Der politische Hintergrund führte dazu, dass sich die 12.371 Zuschauer mit Chorälen wie "bomb the bastards" und ausgebreiteten Armen als Flugzeug-Symbolik sowie "fuck you Leicester, fuck you" und brennenden Bengalen ein wenig sportliches Duell auf den Rängen lieferten. Auf dem grünen Rasen waren indes mit Milenko Ačimovič und Branko Bošković auch zwei spätere Österreich-Legionäre am ersehnten Aufstieg der Serben gegen die Engländer beteiligt.
>> Das bisher letzte Europacup-Spiel von Leicester City

"You couldn't score in La Manga!"

Die Rolle als plötzlicher Erzfeind war für Leicester City eine völlig ungewohnte Rolle. In Ermangelung eines echten Derbygegners wird eigentlich Nottingham Forest als größter Rivale betrachtet, doch beim Ex-Meistercupsieger ist man viel zu sehr mit dem Hass auf Derby County beschäftigt. Bleibt in der Region nur noch Coventry City, doch durch den tiefen Fall der "Sky Blues" muss das nächste "M69-Derby" wohl noch eine Zeit warten.

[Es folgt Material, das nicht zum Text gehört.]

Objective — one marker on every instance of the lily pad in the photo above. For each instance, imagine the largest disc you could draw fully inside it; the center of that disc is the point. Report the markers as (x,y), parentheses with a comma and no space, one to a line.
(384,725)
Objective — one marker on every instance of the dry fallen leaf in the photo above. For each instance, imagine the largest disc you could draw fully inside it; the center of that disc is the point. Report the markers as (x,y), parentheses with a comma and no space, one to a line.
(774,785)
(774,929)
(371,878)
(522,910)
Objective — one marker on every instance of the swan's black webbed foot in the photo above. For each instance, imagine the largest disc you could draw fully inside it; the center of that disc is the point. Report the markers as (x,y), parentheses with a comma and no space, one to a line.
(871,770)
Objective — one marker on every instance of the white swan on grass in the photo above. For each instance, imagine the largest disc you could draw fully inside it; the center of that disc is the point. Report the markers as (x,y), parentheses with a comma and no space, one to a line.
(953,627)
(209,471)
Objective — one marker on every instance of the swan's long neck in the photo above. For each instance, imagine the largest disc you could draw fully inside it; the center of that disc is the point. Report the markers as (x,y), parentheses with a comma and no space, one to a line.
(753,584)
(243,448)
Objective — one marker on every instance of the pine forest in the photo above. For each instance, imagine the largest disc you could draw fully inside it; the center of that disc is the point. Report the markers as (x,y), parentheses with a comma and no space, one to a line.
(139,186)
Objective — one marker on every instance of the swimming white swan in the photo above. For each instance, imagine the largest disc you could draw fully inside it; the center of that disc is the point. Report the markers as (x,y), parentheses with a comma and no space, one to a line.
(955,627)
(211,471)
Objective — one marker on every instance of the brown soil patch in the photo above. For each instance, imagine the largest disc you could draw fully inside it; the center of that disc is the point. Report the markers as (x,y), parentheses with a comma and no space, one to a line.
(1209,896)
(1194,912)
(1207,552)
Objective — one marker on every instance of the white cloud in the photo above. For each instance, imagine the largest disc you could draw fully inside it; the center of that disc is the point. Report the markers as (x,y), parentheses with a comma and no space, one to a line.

Finanzcrash, Abstiege und von den Gegnern zur Melodie von "Yellow Submarine" als Fahrstuhlmannschaft verhöhnt. Ein Schicksal, welches man auch in Leicester bestens kennt. Doch noch weit schlimmer geriet der Verein im Februar 2000 in die Schlagzeilen. Der Einzug ins Finale des League Cups war mit drei freien Tagen und einer Mannschaftsreise nach La Manga belohnt werden. Sie endete im Ausnahmezustand: Trockenlegen der Getränkevorräte, Urinieren in eine Pflanze bei der Rezeption und Anwendung des Feuerlöschers in der Hotel-Bar blieben als Erinnerung an eine denkwürdige Nacht.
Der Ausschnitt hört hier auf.